And if the sheriff’s office has a juvenile in custody, Hilliard has to pay a deputy to sit alone with the juvenile in a separate room. The set-up, he said, is expensive and inefficient.

Attorneys have no privacy when they meet with their clients, in the basement before court, Hilliard said. And the layout means that inmates must be escorted through the offices of staff on their way to and from the courtroom.

Moving the civilian staff to the former nursing home will have another benefit, too, Hilliard said.

Transporting inmates to court requires deputy sheriffs to travel from Concord to the Boscawen jail and back daily.

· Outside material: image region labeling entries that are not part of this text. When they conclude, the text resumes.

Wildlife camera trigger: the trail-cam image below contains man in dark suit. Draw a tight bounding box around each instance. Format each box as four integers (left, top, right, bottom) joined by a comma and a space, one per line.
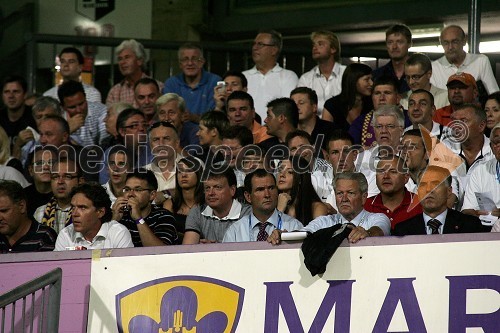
393, 165, 489, 236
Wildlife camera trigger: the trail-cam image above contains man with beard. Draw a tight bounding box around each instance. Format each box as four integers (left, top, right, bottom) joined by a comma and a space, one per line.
432, 73, 478, 126
298, 30, 346, 115
372, 24, 412, 93
431, 25, 498, 94
182, 168, 251, 244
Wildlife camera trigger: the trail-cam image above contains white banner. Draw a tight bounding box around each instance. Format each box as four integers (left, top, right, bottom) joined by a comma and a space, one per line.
88, 240, 500, 333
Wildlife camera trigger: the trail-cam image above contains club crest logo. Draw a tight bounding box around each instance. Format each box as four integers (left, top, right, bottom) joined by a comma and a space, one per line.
116, 276, 245, 333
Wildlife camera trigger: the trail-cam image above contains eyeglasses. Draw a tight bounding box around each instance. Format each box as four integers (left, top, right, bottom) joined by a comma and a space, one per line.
50, 173, 80, 180
405, 72, 427, 82
122, 187, 153, 193
33, 160, 54, 168
148, 121, 177, 133
253, 42, 274, 49
123, 122, 148, 129
373, 124, 401, 131
60, 59, 78, 65
179, 57, 203, 64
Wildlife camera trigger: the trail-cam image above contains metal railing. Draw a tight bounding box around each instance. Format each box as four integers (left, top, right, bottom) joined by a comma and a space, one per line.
0, 267, 62, 333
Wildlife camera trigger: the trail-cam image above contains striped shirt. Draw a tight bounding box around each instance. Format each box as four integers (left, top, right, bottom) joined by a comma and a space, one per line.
0, 220, 57, 253
119, 205, 177, 247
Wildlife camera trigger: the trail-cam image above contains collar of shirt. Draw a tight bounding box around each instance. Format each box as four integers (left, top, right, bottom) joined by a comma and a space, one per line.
248, 63, 283, 75
458, 135, 492, 162
179, 68, 209, 90
251, 209, 280, 229
422, 209, 448, 233
73, 222, 109, 243
372, 188, 414, 211
201, 199, 242, 221
313, 62, 341, 80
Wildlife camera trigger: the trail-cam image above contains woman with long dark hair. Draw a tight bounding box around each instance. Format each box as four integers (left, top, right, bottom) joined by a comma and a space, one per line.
277, 158, 328, 225
163, 156, 205, 240
322, 63, 373, 131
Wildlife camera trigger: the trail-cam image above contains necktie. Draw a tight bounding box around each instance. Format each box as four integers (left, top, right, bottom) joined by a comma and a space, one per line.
427, 219, 441, 235
257, 222, 269, 242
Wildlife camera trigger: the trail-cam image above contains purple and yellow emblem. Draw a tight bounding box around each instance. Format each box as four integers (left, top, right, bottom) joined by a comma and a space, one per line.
116, 276, 245, 333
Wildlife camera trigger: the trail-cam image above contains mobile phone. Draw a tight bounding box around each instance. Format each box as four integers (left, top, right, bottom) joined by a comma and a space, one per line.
217, 81, 226, 94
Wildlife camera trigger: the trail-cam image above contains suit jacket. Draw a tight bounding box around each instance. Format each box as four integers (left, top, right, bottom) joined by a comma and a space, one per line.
392, 209, 489, 236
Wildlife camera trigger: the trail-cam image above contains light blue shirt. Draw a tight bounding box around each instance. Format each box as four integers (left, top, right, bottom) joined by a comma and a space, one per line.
222, 209, 303, 243
300, 209, 391, 236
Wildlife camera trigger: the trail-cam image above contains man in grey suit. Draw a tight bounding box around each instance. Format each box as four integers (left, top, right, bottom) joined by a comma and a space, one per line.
393, 165, 489, 236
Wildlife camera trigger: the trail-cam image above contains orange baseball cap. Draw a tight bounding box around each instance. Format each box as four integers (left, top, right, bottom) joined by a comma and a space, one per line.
446, 72, 477, 89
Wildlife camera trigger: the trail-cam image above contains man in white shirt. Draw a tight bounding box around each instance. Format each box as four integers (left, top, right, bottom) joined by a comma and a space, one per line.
268, 172, 391, 244
222, 169, 302, 242
43, 47, 102, 103
243, 30, 298, 119
462, 124, 500, 217
55, 184, 134, 251
297, 30, 346, 118
431, 25, 498, 94
182, 168, 250, 244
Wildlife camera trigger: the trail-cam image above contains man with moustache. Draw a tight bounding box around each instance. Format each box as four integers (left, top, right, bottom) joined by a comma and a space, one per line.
182, 168, 251, 244
364, 156, 422, 230
298, 30, 346, 115
268, 172, 391, 244
393, 165, 488, 236
222, 169, 302, 243
431, 25, 498, 94
111, 168, 177, 247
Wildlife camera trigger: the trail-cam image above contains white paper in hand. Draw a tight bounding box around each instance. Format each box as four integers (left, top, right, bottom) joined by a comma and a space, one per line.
281, 231, 307, 241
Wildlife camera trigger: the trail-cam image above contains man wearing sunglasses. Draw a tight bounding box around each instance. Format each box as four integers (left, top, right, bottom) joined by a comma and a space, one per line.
112, 168, 177, 247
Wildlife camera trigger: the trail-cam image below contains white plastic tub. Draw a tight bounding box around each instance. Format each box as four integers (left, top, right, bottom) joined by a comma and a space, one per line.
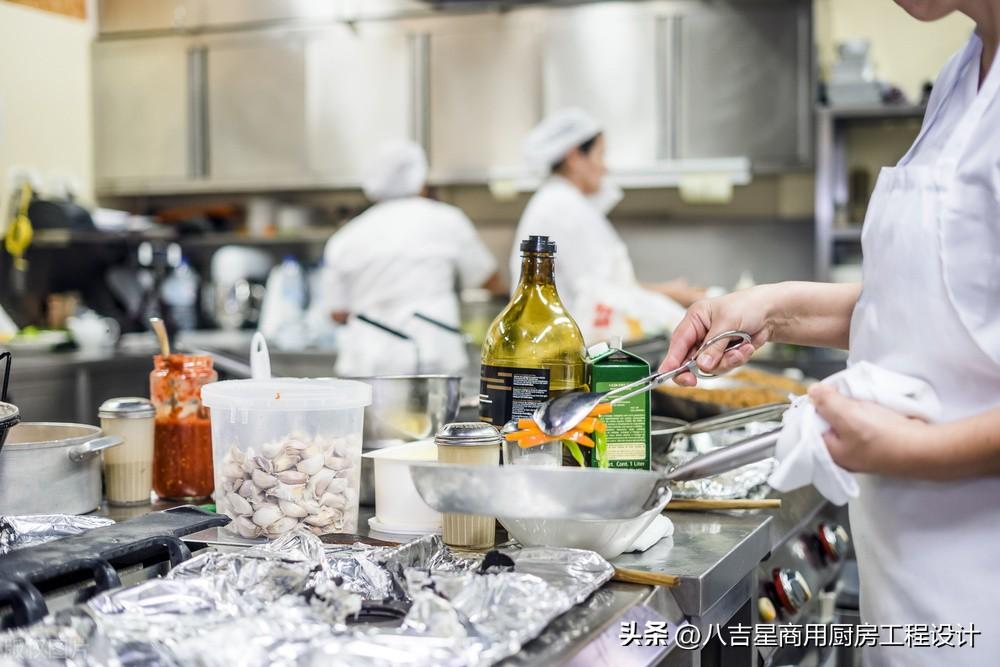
364, 440, 441, 535
201, 378, 371, 538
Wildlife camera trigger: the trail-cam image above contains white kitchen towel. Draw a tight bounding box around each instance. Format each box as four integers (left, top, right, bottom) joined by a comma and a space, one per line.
767, 361, 941, 505
629, 514, 674, 553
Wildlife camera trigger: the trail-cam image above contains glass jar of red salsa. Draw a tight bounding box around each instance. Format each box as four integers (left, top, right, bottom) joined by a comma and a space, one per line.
149, 354, 219, 500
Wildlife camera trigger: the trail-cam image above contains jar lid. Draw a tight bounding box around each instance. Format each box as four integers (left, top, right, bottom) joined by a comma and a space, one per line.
434, 422, 500, 447
201, 378, 372, 414
97, 396, 156, 419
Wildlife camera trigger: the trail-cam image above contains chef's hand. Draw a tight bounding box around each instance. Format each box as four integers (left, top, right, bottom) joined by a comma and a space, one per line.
660, 286, 772, 387
809, 384, 934, 477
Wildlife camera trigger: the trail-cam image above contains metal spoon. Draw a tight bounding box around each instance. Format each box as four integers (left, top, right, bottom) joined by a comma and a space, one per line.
532, 331, 750, 435
149, 317, 170, 359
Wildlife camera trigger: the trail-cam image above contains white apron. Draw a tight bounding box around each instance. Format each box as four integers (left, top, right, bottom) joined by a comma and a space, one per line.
850, 35, 1000, 667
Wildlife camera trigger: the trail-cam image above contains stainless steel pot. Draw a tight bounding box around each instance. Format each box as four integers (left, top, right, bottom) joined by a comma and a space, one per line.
354, 375, 462, 505
0, 422, 123, 514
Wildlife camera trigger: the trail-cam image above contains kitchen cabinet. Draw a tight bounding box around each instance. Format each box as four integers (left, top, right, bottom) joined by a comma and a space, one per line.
201, 31, 309, 183
426, 13, 542, 182
94, 37, 191, 188
543, 4, 660, 170
664, 1, 814, 170
306, 24, 418, 185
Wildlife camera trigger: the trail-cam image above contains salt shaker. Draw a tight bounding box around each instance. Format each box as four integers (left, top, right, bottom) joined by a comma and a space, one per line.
434, 422, 501, 549
97, 397, 156, 505
500, 421, 562, 467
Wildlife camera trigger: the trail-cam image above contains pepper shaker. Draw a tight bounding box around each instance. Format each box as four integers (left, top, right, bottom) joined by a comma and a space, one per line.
434, 422, 501, 549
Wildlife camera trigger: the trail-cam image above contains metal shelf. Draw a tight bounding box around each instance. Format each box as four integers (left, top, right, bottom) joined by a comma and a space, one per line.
31, 227, 335, 248
813, 105, 925, 281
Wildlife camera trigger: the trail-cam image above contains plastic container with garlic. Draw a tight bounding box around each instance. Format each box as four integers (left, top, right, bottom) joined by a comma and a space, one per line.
202, 378, 371, 538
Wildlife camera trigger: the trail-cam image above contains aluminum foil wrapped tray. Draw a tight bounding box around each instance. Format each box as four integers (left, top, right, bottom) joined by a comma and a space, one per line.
0, 530, 613, 667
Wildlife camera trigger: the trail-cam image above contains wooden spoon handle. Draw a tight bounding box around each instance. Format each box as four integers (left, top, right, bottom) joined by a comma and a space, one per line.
666, 498, 781, 511
612, 567, 681, 586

If deputies are stationed in Boscawen, across from the jail, they’ll eliminate some of that driving, Hilliard said.

The county has spent about $10,000 in materials but is using inmates and existing staff to get the first floor of the old nursing home ready for the sheriff, Bateson said. The county’s dispatch service and some staff will likely remain in the court’s basement.

Eventually, Bateson would like to move the county’s administrative personnel from their offices at the county attorney’s building out to the old nursing home. Doing so will free that space for other county services that are renting office space elsewhere in the city, Bateson said. And that’s a money savings, she said, because the county already owns both the former nursing home and the county attorney’s building.

“That’s way down the road,” Bateson said. Since the county took on the two multimillion-dollar bonds for the new nursing home and jail, county officials have tried hard to keep budget costs down, she said. And they are succeeding, she said.

The proposed budget for next year is $72.33 million, which will require a 1.5 percent increase in taxes. “That’s the lowest in years,” Bateson said.